Override of Governor’s Veto should help end de-facto moratorium on NC death penalty
By L.A. Williams, Correspondent
Christian Action League
RALEIGH — Individual responsibility — the concept isn’t popular among criminals, but it’s a basic principle of justice that North Carolina lawmakers are trying to restore with their override of Gov. Bev Perdue’s veto of a scaled back version of the Racial Justice Act.
“This bill has enjoyed broad support from within the law enforcement community and the criminal justice system,” Speaker of the House Thom Tillis (R-Mecklenburg) said of Senate Bill 416. “This bill ensures that the families of victims — not convicted murderers — will be shielded from the pain that would accompany an evasion of justice that could occur if this bill did not become law.”

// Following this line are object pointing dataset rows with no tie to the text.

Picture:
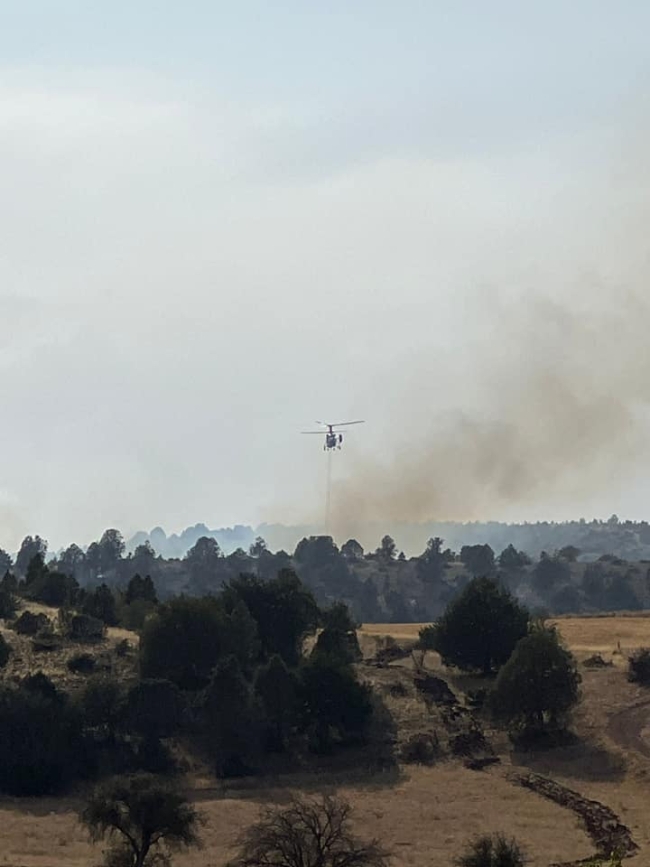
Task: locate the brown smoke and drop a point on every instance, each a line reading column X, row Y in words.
column 562, row 391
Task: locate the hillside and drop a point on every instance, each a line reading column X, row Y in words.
column 424, row 813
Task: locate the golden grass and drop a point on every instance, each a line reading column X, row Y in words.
column 425, row 819
column 582, row 634
column 427, row 814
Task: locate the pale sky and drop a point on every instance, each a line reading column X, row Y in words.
column 220, row 221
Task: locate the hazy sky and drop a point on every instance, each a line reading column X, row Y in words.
column 220, row 221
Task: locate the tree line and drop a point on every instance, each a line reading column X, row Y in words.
column 381, row 585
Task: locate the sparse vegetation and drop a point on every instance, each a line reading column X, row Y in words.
column 143, row 816
column 538, row 686
column 310, row 831
column 493, row 851
column 639, row 667
column 479, row 629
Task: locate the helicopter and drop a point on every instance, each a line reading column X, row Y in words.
column 333, row 438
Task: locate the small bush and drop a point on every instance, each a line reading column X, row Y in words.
column 5, row 651
column 469, row 743
column 82, row 663
column 476, row 698
column 7, row 604
column 84, row 628
column 492, row 851
column 46, row 642
column 639, row 667
column 30, row 624
column 421, row 749
column 122, row 648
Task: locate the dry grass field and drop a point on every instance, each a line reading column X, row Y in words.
column 425, row 814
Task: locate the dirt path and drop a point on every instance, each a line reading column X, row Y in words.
column 626, row 728
column 604, row 827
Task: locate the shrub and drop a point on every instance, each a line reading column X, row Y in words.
column 308, row 831
column 122, row 648
column 276, row 689
column 5, row 651
column 337, row 708
column 41, row 748
column 46, row 642
column 82, row 663
column 422, row 748
column 84, row 628
column 639, row 667
column 183, row 641
column 538, row 686
column 100, row 603
column 493, row 851
column 479, row 629
column 7, row 604
column 146, row 814
column 101, row 705
column 29, row 623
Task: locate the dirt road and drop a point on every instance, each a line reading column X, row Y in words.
column 627, row 728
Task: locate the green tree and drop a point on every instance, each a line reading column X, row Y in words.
column 431, row 564
column 511, row 560
column 143, row 559
column 30, row 547
column 111, row 550
column 72, row 561
column 101, row 703
column 204, row 562
column 258, row 547
column 387, row 550
column 569, row 553
column 276, row 690
column 41, row 745
column 100, row 603
column 153, row 710
column 309, row 832
column 479, row 559
column 336, row 707
column 183, row 641
column 479, row 629
column 5, row 651
column 352, row 550
column 141, row 588
column 284, row 610
column 549, row 572
column 493, row 851
column 232, row 718
column 5, row 562
column 7, row 604
column 338, row 638
column 145, row 814
column 538, row 686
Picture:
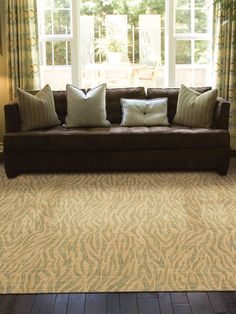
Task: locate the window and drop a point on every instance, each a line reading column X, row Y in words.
column 193, row 42
column 55, row 42
column 125, row 43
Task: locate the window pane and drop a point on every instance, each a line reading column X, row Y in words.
column 69, row 52
column 201, row 21
column 202, row 53
column 183, row 3
column 48, row 22
column 58, row 4
column 183, row 21
column 183, row 52
column 123, row 42
column 45, row 4
column 61, row 23
column 48, row 53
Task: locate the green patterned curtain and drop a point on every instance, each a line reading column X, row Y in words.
column 225, row 56
column 23, row 47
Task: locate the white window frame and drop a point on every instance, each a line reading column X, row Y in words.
column 192, row 36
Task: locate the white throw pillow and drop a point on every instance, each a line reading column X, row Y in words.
column 86, row 110
column 144, row 112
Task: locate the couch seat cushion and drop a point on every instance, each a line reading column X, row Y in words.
column 115, row 138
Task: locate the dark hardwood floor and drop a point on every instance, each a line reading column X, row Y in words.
column 120, row 303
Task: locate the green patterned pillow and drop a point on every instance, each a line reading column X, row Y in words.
column 195, row 109
column 37, row 111
column 86, row 110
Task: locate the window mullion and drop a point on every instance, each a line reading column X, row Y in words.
column 170, row 44
column 75, row 44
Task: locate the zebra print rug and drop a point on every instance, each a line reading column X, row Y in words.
column 118, row 232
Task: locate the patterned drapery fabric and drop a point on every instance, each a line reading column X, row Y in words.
column 224, row 35
column 23, row 45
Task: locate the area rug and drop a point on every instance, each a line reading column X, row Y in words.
column 120, row 232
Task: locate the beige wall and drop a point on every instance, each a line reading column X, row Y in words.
column 4, row 94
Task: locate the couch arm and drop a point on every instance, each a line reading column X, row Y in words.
column 12, row 117
column 221, row 115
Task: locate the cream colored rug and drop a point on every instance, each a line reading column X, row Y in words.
column 118, row 232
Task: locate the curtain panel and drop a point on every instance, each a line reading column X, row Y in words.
column 23, row 45
column 224, row 44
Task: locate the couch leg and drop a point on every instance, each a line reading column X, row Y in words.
column 222, row 171
column 11, row 174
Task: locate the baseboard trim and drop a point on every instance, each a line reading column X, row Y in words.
column 233, row 152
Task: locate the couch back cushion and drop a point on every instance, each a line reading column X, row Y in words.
column 172, row 95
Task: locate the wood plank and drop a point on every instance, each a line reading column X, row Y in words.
column 76, row 303
column 148, row 306
column 62, row 298
column 24, row 304
column 179, row 297
column 165, row 303
column 60, row 308
column 217, row 302
column 144, row 295
column 199, row 303
column 113, row 303
column 182, row 308
column 44, row 303
column 95, row 303
column 128, row 303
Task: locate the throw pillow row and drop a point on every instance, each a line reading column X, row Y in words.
column 89, row 110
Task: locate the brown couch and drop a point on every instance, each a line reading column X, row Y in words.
column 118, row 148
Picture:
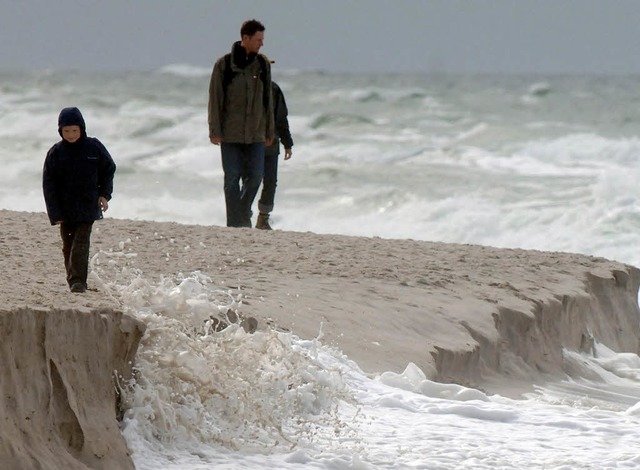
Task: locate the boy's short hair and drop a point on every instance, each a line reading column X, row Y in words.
column 251, row 27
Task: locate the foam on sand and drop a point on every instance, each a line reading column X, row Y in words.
column 494, row 319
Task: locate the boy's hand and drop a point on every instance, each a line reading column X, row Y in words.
column 103, row 203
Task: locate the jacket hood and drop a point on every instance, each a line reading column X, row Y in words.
column 240, row 57
column 71, row 117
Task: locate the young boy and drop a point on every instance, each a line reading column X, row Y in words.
column 77, row 182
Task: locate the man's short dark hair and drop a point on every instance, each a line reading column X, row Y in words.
column 251, row 27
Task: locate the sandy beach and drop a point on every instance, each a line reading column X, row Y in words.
column 494, row 319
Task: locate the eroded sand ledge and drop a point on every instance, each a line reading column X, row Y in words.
column 486, row 317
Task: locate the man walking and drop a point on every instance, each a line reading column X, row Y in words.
column 241, row 119
column 272, row 152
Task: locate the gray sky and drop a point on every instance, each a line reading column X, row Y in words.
column 469, row 36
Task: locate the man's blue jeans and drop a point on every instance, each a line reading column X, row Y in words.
column 269, row 183
column 242, row 163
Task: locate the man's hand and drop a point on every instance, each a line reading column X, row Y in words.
column 103, row 203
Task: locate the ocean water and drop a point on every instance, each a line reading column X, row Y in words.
column 549, row 163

House Majority Leader Paul Stam (R-Wake) said the override of the Governor’s veto “alleviates the effects of the Racial Justice Act, which essentially imposed a five- to six-year moratorium on the death penalty … when it passed in 2009.” He said the end of that de facto moratorium is now within sight.
One of only two such laws in the nation, North Carolina’s Racial Justice Act was passed three years ago with the goal of eradicating racial bias from capital cases. Via the law, death row inmates could appeal their sentences and use statistics from any time period and any area of the state to try to prove the possibility of discrimination in their prosecution. If successful, their sentence would be commuted to life without parole. When 152 of 156 prisoners, many of them white, filed appeals under the RJA, it was clear to most members of the Legislature that the law needed to be tightened.
The new law limits statistical evidence that can be used to 10 years prior to the offense and two years after the sentence and requires that data be taken from the county or prosecutorial district in which the defendant was tried. It also clarifies that any convicted murderer who succeeds in having his sentence reduced to life in prison must waive any right to future parole. The former law had raised concerns that those convicted prior to the state’s adoption of a “life without parole” sentence would be able to legally challenge that punishment and eventually come up for parole.
“This change in the law was needed to bring balance and logic to the issue,” said the Rev. Mark Creech, executive director of the Christian Action League of North Carolina. “No one is denying that there may have been racial bias in past cases, and prosecutors must be vigilant to avoid it. But the crux of the issue is this — why should something that happened 40 or 50 years ago in another part of the state be used to diminish a person’s individual responsibility for the crime that he committed yesterday? It simply doesn’t make sense.”
He said the limits set in S 416, which makes it clear that more than statistics are needed to prove discrimination, will help keep the RJA from being abused while still making it viable tool for anyone who has evidence that he was treated unjustly because of his race.